The world looked on as Israeli politicians unleashed a torrent of incendiary rhetoric calling for the complete destruction of Gaza, immediately after Hamas’s cross-border operation on October 7, 2023.
They called for the destruction of the Palestinian enclave, and for no limits to achieve that.
“There is no such thing as uninvolved civilians in Gaza,” Amihai Eliyahu, the country’s Minister of Heritage said in November, barely a month after the attack, in describing those he believed “should not continue living on the face of Earth”.
The idea of wiping Gaza off the map had taken hold by then, but some even went as far as describing the magnitude of force it demanded.
“Jewish wrath should shake the foundations of the world,” said Galit Distel Atbaryan, an Israeli member of Knesset. “Anything less is immoral.”
That understanding of “morality” did not remain in the realm of politics. The message quickly seeped into Israel’s peace-loving, spiritual circles.
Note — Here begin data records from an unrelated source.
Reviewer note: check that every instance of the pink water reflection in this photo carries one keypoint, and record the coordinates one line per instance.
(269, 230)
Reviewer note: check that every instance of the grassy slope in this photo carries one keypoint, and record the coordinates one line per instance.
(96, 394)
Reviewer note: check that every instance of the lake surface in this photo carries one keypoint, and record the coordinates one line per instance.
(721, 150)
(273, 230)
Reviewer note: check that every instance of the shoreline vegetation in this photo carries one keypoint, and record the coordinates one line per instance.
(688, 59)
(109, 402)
The message, which was once shouted by Knesset members on TV segments, began to be voiced by yoga instructors, spiritual influencers as well as those in the entertainment industry.
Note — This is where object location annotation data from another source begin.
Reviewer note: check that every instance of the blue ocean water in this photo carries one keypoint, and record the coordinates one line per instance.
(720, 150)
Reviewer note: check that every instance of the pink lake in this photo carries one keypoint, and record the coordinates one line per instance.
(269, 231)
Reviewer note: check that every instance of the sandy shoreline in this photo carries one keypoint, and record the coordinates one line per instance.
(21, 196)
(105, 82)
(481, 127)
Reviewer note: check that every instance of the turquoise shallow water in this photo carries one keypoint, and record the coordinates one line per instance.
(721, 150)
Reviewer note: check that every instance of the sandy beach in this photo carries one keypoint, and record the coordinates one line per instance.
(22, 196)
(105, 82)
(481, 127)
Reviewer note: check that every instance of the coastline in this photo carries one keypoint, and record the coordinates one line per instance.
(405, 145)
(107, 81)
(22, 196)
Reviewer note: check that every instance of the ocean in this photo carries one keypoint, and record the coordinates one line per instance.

So much so that a Haaretz columnist coined a term to describe them.
In an opinion piece published this month, Haaretz columnist Alon Idan coined the term “YogiNazis” to refer to a segment of Israeli society that combines spiritual or wellness practices with support for genocidal actions.
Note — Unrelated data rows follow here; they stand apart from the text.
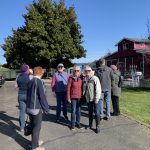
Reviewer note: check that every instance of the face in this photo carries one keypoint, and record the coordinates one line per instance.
(88, 72)
(76, 72)
(60, 68)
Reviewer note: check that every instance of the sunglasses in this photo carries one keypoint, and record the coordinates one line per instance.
(76, 70)
(60, 67)
(87, 70)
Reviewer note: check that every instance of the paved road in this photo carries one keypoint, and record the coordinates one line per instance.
(119, 133)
The term combines the word Nazi and ‘yogi’, Indian mystics who mastered the ancient form of yoga exercise.
For her, the contradiction doesn’t exist. “I love my people with an undying love, and I hate my enemy with an undying hatred… One does not contradict the other. One can be a person filled with values and love, and at the same time… you also know what is right and what is wrong, you stand firm against your enemy and you know what must be done with them,” she reportedly says in one of her videos.
To justify her stance, Lafair turned to scripture in one of her posts where she quoted the biblical command: “Blot out the remembrance of Amalek from under heaven; thou shalt not forget,” the article notes.
In Jewish tradition, Amalek is believed to be an ancient tribe said to have attacked the Israelites during their exodus from Egypt, later immortalised as a stand-in for its existential enemies.
Yet, Lafair wasn’t the first to invoke Amalek in the context of Gaza. That correlation had already been drawn from the very top.
On October 28, 2023, as Israeli air strikes pounded Gaza and the death toll mounted, Prime Minister Benjamin Netanyahu declared that Israelis “must remember what Amalek has done to you,” quoting the same verse.
Currently, the moral behaviour of Israel stands condemned at the ICJ, the ICC, in the media, in politics as well as the court of public opinion.
But that does little for contemporary figures such as Shlomo Brody, a Rabbi and columnist for the Jerusalem Post.
“The deaths of noncombatants are regrettable and tragic, but they are not immoral,” he insists.
Brody even appears dissatisfied with what he perceives as excessive caution on the part of Israeli forces.